Photo: Bloomberg
Photo: Bloomberg

State-owned oil firms target bigger stake in Rosneft’s assets

India signed a pact with Russia for joint exploration of hydrocarbons in Eastern Siberia in December when Narendra Modi visited the country

New Delhi: A plan by Indian oil marketing companies led by Oil and Natural Gas Corp. Ltd (ONGC) to acquire a substantial stake in Vankor oil field in Siberia, operated by Russian energy giant Rosneft OAO’s subsidiary Vankorneft, will come up for discussion when oil minister Dharmendra Pradhan meets Rosneft chairman Igor Sechin in New Delhi on Tuesday, according to two people familiar with the development.

The deal, if inked, will enable ONGC, India’s largest oil and gas exploration and production company to raise its stake in Vankorneft from 15%, for which its overseas arm ONGC Videsh Ltd (OVL) signed a deal with Rosneft in September last year.

The total stake in Vankorneft for the Indian consortium could go as high as 49%.

The possible stake purchases in Rosneft’s other assets are also likely to be discussed in Tuesday’s meeting, said one of the two people cited earlier, on condition of anonymity.

“When you are in the market, you are open to all possible options. We will get to know after Tuesday’s discussions if a deal will happen immediately," said the person, adding that the extent of stake purchase will also be decided on Tuesday.

OVL has been eyeing a 26% stake in Vankorneft (including a 15% stake upon agreed in September last year) and Indian Oil Corp. Ltd, Oil India Ltd and Bharat Petro Resources Ltd, a unit of Bharat Petroleum Corp. Ltd, another 23.9%, all for about $2.9 billion, according to a report by Press Trust of India last week.
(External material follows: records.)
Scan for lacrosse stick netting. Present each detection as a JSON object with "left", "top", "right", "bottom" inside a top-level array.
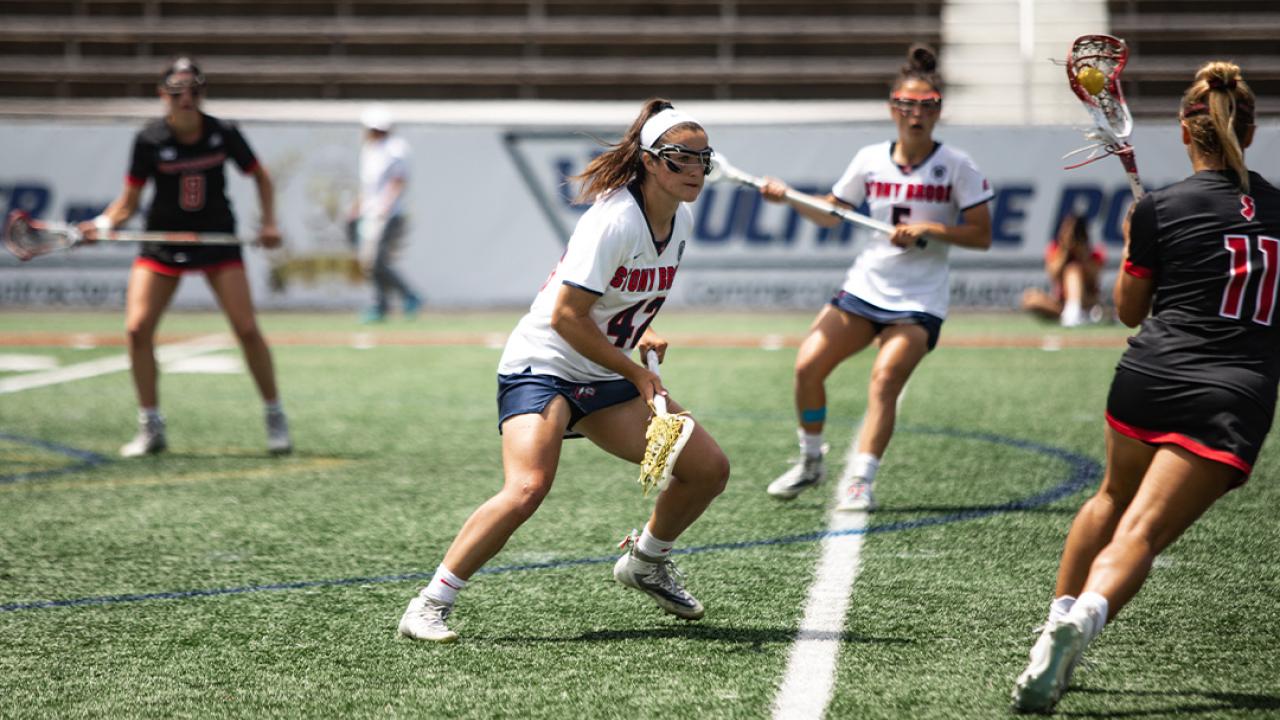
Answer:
[
  {"left": 637, "top": 350, "right": 694, "bottom": 498},
  {"left": 1064, "top": 35, "right": 1145, "bottom": 199},
  {"left": 3, "top": 210, "right": 70, "bottom": 261}
]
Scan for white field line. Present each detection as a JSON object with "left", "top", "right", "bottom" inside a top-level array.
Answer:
[
  {"left": 0, "top": 334, "right": 232, "bottom": 395},
  {"left": 771, "top": 383, "right": 910, "bottom": 720}
]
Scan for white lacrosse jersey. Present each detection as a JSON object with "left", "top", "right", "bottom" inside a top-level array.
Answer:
[
  {"left": 831, "top": 141, "right": 993, "bottom": 318},
  {"left": 499, "top": 185, "right": 690, "bottom": 382},
  {"left": 359, "top": 135, "right": 410, "bottom": 220}
]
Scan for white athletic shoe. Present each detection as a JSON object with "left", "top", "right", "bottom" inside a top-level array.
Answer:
[
  {"left": 398, "top": 593, "right": 459, "bottom": 643},
  {"left": 265, "top": 409, "right": 293, "bottom": 455},
  {"left": 837, "top": 479, "right": 876, "bottom": 512},
  {"left": 613, "top": 540, "right": 704, "bottom": 620},
  {"left": 120, "top": 417, "right": 167, "bottom": 458},
  {"left": 1011, "top": 618, "right": 1087, "bottom": 713},
  {"left": 766, "top": 445, "right": 828, "bottom": 499}
]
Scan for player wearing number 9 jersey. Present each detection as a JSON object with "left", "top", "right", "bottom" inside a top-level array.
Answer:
[
  {"left": 1012, "top": 61, "right": 1272, "bottom": 714},
  {"left": 397, "top": 99, "right": 731, "bottom": 643}
]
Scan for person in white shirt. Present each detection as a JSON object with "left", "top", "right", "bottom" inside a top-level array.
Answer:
[
  {"left": 759, "top": 44, "right": 993, "bottom": 511},
  {"left": 351, "top": 104, "right": 422, "bottom": 323},
  {"left": 397, "top": 99, "right": 731, "bottom": 643}
]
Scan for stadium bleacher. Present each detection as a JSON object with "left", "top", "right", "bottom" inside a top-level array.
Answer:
[{"left": 0, "top": 0, "right": 942, "bottom": 101}]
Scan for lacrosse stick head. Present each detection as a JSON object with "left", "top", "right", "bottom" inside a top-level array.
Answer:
[
  {"left": 1067, "top": 34, "right": 1134, "bottom": 145},
  {"left": 638, "top": 409, "right": 694, "bottom": 497},
  {"left": 3, "top": 210, "right": 62, "bottom": 261}
]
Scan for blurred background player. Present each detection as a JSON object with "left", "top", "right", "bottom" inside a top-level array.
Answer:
[
  {"left": 1021, "top": 212, "right": 1106, "bottom": 327},
  {"left": 397, "top": 99, "right": 731, "bottom": 643},
  {"left": 757, "top": 44, "right": 992, "bottom": 511},
  {"left": 348, "top": 104, "right": 422, "bottom": 323},
  {"left": 1012, "top": 62, "right": 1276, "bottom": 713},
  {"left": 81, "top": 57, "right": 291, "bottom": 458}
]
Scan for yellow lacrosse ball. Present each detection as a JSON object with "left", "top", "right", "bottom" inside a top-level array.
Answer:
[{"left": 1077, "top": 66, "right": 1106, "bottom": 96}]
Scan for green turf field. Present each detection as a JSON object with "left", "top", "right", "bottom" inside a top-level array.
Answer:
[{"left": 1, "top": 310, "right": 1277, "bottom": 719}]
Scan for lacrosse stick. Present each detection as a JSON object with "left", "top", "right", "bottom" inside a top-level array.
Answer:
[
  {"left": 3, "top": 210, "right": 243, "bottom": 262},
  {"left": 709, "top": 152, "right": 900, "bottom": 235},
  {"left": 1064, "top": 34, "right": 1145, "bottom": 199},
  {"left": 637, "top": 349, "right": 695, "bottom": 498}
]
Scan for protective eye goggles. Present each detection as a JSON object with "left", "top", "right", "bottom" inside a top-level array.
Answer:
[
  {"left": 890, "top": 94, "right": 942, "bottom": 114},
  {"left": 644, "top": 144, "right": 715, "bottom": 175},
  {"left": 162, "top": 77, "right": 204, "bottom": 96}
]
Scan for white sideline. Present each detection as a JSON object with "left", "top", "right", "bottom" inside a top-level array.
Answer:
[
  {"left": 771, "top": 385, "right": 909, "bottom": 720},
  {"left": 0, "top": 335, "right": 231, "bottom": 395}
]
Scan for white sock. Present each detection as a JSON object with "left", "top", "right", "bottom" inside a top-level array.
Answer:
[
  {"left": 1067, "top": 591, "right": 1109, "bottom": 642},
  {"left": 799, "top": 431, "right": 825, "bottom": 458},
  {"left": 850, "top": 453, "right": 880, "bottom": 483},
  {"left": 635, "top": 524, "right": 674, "bottom": 560},
  {"left": 1061, "top": 300, "right": 1083, "bottom": 326},
  {"left": 423, "top": 564, "right": 467, "bottom": 606},
  {"left": 138, "top": 407, "right": 162, "bottom": 424},
  {"left": 1048, "top": 595, "right": 1076, "bottom": 624},
  {"left": 264, "top": 400, "right": 284, "bottom": 415}
]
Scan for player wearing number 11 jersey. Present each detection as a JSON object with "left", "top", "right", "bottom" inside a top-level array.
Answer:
[
  {"left": 397, "top": 100, "right": 730, "bottom": 643},
  {"left": 1013, "top": 61, "right": 1273, "bottom": 714}
]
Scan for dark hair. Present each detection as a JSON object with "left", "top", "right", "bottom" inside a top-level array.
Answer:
[
  {"left": 1058, "top": 213, "right": 1089, "bottom": 248},
  {"left": 892, "top": 44, "right": 942, "bottom": 94},
  {"left": 161, "top": 56, "right": 206, "bottom": 89},
  {"left": 572, "top": 98, "right": 702, "bottom": 203},
  {"left": 1180, "top": 61, "right": 1255, "bottom": 192}
]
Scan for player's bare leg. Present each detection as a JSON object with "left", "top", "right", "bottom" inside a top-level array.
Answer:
[
  {"left": 769, "top": 307, "right": 875, "bottom": 499},
  {"left": 120, "top": 265, "right": 180, "bottom": 457},
  {"left": 839, "top": 324, "right": 928, "bottom": 510},
  {"left": 580, "top": 397, "right": 729, "bottom": 619},
  {"left": 207, "top": 265, "right": 291, "bottom": 454}
]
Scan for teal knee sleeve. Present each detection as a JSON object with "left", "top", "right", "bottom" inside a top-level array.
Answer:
[{"left": 801, "top": 408, "right": 827, "bottom": 424}]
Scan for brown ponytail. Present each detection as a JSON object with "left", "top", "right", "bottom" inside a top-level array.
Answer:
[
  {"left": 1180, "top": 61, "right": 1255, "bottom": 192},
  {"left": 573, "top": 98, "right": 691, "bottom": 204}
]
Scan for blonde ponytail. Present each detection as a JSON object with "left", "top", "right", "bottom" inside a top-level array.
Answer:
[{"left": 1180, "top": 61, "right": 1256, "bottom": 192}]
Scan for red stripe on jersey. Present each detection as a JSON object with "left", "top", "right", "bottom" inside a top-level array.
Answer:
[
  {"left": 1123, "top": 260, "right": 1152, "bottom": 278},
  {"left": 242, "top": 160, "right": 261, "bottom": 175},
  {"left": 1105, "top": 411, "right": 1252, "bottom": 475},
  {"left": 126, "top": 175, "right": 147, "bottom": 188}
]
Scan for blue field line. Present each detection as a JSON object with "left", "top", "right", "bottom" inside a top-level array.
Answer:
[
  {"left": 0, "top": 426, "right": 1100, "bottom": 614},
  {"left": 0, "top": 431, "right": 108, "bottom": 485}
]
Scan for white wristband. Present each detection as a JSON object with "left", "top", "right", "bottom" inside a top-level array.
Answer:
[{"left": 93, "top": 214, "right": 114, "bottom": 234}]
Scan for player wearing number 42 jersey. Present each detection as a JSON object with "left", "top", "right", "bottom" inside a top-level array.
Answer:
[
  {"left": 396, "top": 100, "right": 730, "bottom": 643},
  {"left": 1012, "top": 61, "right": 1276, "bottom": 714}
]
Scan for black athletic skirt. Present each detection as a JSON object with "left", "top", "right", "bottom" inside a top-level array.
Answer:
[{"left": 1106, "top": 365, "right": 1273, "bottom": 482}]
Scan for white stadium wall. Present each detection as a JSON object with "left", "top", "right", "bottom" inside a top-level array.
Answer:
[{"left": 2, "top": 115, "right": 1278, "bottom": 311}]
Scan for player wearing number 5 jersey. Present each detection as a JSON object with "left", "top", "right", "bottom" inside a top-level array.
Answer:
[
  {"left": 758, "top": 44, "right": 992, "bottom": 511},
  {"left": 398, "top": 100, "right": 730, "bottom": 643},
  {"left": 1012, "top": 61, "right": 1275, "bottom": 713}
]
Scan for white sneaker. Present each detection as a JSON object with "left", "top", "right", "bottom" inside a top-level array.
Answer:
[
  {"left": 767, "top": 445, "right": 828, "bottom": 499},
  {"left": 120, "top": 417, "right": 166, "bottom": 458},
  {"left": 398, "top": 593, "right": 459, "bottom": 643},
  {"left": 265, "top": 409, "right": 292, "bottom": 455},
  {"left": 1011, "top": 618, "right": 1087, "bottom": 713},
  {"left": 837, "top": 479, "right": 876, "bottom": 512},
  {"left": 613, "top": 540, "right": 704, "bottom": 620}
]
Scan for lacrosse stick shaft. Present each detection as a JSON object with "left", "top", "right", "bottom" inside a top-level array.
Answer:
[{"left": 645, "top": 349, "right": 668, "bottom": 415}]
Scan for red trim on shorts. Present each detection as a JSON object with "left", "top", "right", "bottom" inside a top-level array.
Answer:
[
  {"left": 242, "top": 160, "right": 261, "bottom": 175},
  {"left": 1123, "top": 260, "right": 1152, "bottom": 278},
  {"left": 126, "top": 175, "right": 146, "bottom": 188},
  {"left": 134, "top": 256, "right": 244, "bottom": 277},
  {"left": 1105, "top": 411, "right": 1252, "bottom": 475}
]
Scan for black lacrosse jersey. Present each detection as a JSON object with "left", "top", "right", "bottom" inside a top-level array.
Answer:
[
  {"left": 127, "top": 113, "right": 258, "bottom": 266},
  {"left": 1118, "top": 169, "right": 1280, "bottom": 409}
]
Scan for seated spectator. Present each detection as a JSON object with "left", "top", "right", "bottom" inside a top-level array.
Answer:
[{"left": 1022, "top": 213, "right": 1106, "bottom": 326}]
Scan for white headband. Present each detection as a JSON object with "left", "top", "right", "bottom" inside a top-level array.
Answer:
[{"left": 640, "top": 108, "right": 701, "bottom": 147}]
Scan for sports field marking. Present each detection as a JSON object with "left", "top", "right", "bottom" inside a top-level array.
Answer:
[
  {"left": 0, "top": 334, "right": 231, "bottom": 395},
  {"left": 2, "top": 457, "right": 350, "bottom": 494},
  {"left": 0, "top": 428, "right": 1100, "bottom": 614}
]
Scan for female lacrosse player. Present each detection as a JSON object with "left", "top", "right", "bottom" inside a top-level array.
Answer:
[
  {"left": 1012, "top": 62, "right": 1277, "bottom": 713},
  {"left": 757, "top": 44, "right": 992, "bottom": 511},
  {"left": 80, "top": 57, "right": 291, "bottom": 458},
  {"left": 398, "top": 100, "right": 731, "bottom": 642}
]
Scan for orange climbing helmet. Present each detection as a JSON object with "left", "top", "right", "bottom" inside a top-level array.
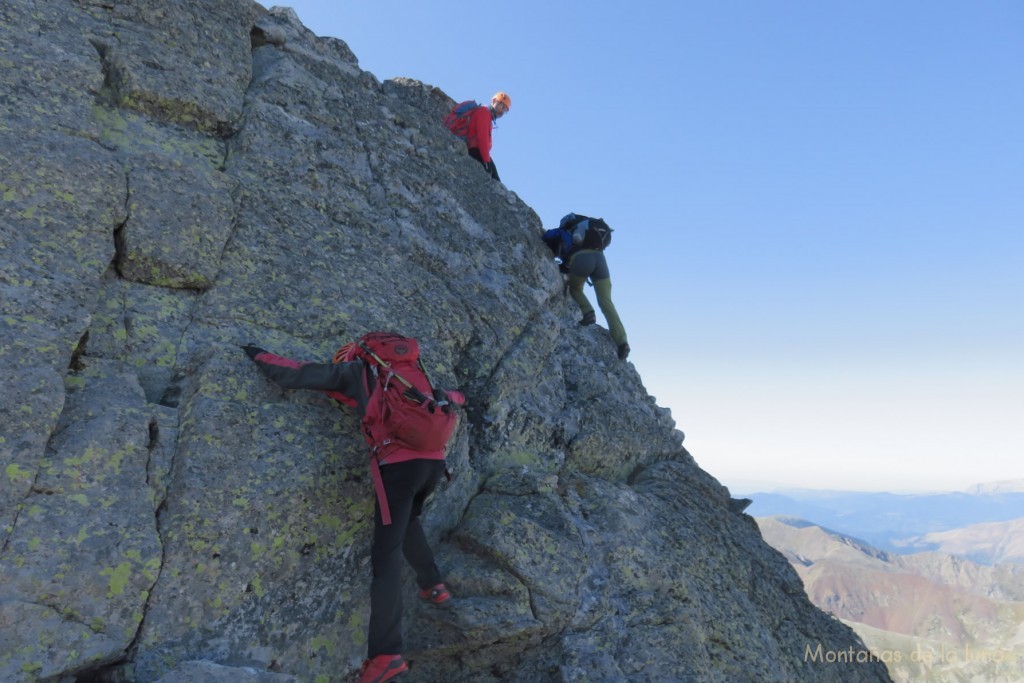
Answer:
[{"left": 491, "top": 92, "right": 511, "bottom": 110}]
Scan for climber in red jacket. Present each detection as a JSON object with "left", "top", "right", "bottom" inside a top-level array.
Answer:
[
  {"left": 463, "top": 92, "right": 510, "bottom": 181},
  {"left": 242, "top": 333, "right": 466, "bottom": 683}
]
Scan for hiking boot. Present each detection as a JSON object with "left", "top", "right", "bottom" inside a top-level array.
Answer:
[
  {"left": 617, "top": 343, "right": 630, "bottom": 361},
  {"left": 578, "top": 310, "right": 596, "bottom": 326},
  {"left": 356, "top": 654, "right": 407, "bottom": 683},
  {"left": 418, "top": 583, "right": 451, "bottom": 605}
]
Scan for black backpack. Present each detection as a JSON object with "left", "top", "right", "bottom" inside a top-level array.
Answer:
[{"left": 564, "top": 214, "right": 613, "bottom": 251}]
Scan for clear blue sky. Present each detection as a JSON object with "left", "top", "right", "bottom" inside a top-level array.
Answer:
[{"left": 279, "top": 1, "right": 1023, "bottom": 493}]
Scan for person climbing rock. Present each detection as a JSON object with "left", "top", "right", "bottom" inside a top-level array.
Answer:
[
  {"left": 542, "top": 213, "right": 630, "bottom": 360},
  {"left": 443, "top": 91, "right": 510, "bottom": 180},
  {"left": 242, "top": 332, "right": 465, "bottom": 683}
]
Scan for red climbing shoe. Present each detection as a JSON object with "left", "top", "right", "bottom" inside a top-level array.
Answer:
[
  {"left": 355, "top": 654, "right": 407, "bottom": 683},
  {"left": 417, "top": 582, "right": 451, "bottom": 605}
]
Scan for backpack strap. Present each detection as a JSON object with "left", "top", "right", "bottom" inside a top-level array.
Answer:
[
  {"left": 369, "top": 457, "right": 392, "bottom": 525},
  {"left": 360, "top": 359, "right": 397, "bottom": 526}
]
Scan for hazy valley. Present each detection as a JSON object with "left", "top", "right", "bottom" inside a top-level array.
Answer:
[{"left": 752, "top": 482, "right": 1024, "bottom": 682}]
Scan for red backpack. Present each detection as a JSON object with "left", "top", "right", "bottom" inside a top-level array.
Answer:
[
  {"left": 443, "top": 100, "right": 483, "bottom": 140},
  {"left": 333, "top": 332, "right": 460, "bottom": 457}
]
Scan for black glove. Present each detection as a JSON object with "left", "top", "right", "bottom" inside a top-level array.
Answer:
[
  {"left": 241, "top": 344, "right": 266, "bottom": 361},
  {"left": 430, "top": 388, "right": 453, "bottom": 415}
]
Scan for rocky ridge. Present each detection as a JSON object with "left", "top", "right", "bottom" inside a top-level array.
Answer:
[{"left": 0, "top": 2, "right": 891, "bottom": 682}]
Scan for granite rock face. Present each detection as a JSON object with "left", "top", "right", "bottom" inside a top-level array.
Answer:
[{"left": 0, "top": 2, "right": 891, "bottom": 682}]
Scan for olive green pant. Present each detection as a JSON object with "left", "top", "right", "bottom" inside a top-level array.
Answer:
[{"left": 568, "top": 251, "right": 628, "bottom": 346}]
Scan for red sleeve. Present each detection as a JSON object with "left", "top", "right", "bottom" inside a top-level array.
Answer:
[{"left": 467, "top": 106, "right": 493, "bottom": 163}]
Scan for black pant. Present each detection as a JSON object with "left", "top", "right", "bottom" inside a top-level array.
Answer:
[
  {"left": 368, "top": 458, "right": 446, "bottom": 657},
  {"left": 467, "top": 147, "right": 499, "bottom": 180}
]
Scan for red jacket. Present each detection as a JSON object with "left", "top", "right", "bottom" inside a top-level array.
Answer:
[
  {"left": 465, "top": 105, "right": 494, "bottom": 162},
  {"left": 248, "top": 350, "right": 461, "bottom": 525}
]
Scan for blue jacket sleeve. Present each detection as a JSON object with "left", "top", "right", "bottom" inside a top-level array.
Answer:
[{"left": 542, "top": 228, "right": 572, "bottom": 259}]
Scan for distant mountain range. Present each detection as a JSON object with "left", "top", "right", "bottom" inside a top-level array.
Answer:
[
  {"left": 743, "top": 480, "right": 1024, "bottom": 561},
  {"left": 894, "top": 518, "right": 1024, "bottom": 565},
  {"left": 758, "top": 516, "right": 1024, "bottom": 683}
]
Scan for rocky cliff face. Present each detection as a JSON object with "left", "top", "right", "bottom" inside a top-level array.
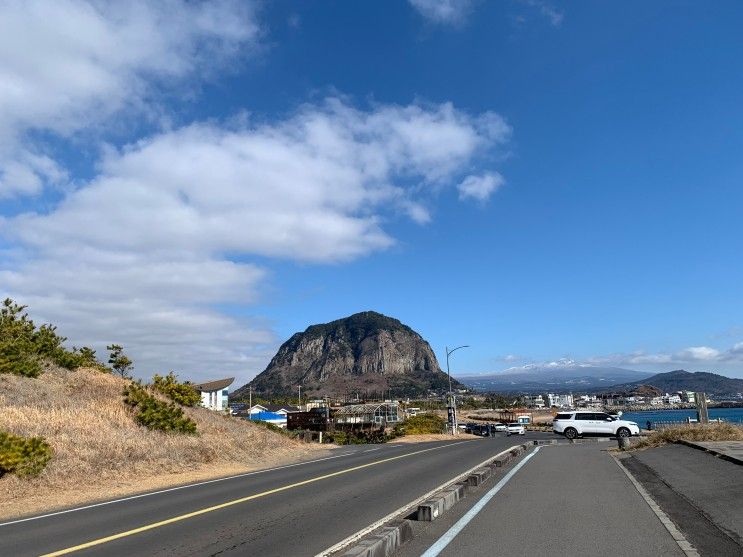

Emails sent to ONGC, Rosneft, Indian Oil and Bharat Petroleum remained unanswered at the time of going to print.

As part of its efforts to diversify its energy basket, India signed a pact with Russia for joint exploration of hydrocarbons in Eastern Siberia in December when Prime Minister Narendra Modi visited the country.

Many energy firms, which are planning to offload stakes in energy assets due to sustained low oil prices, are looking at India as an investor.

India, which imports 70-80% of its crude oil needs, wants to buy assets abroad in a bid to ensure a steady flow of crude unaffected by price volatility.

Explorer Oil India and refiner Indian Oil are Rosneft’s partners in East Siberia exploration, the Russian company had said last December.

Vankorneft produced 22 million tonnes (mt) of oil in 2014, 3% more than what it produced a year ago.

“India is looking to diversify its energy import basket, but since oil transportation from Russia could be a problem, India may need to look at a swap arrangement," said Uma Purushothaman, assistant professor of international studies at the Central University of Kerala.

The move, which comes at a time of uneasy ties between Russia and the West, is a reaffirmation of India-Russia ties, she added.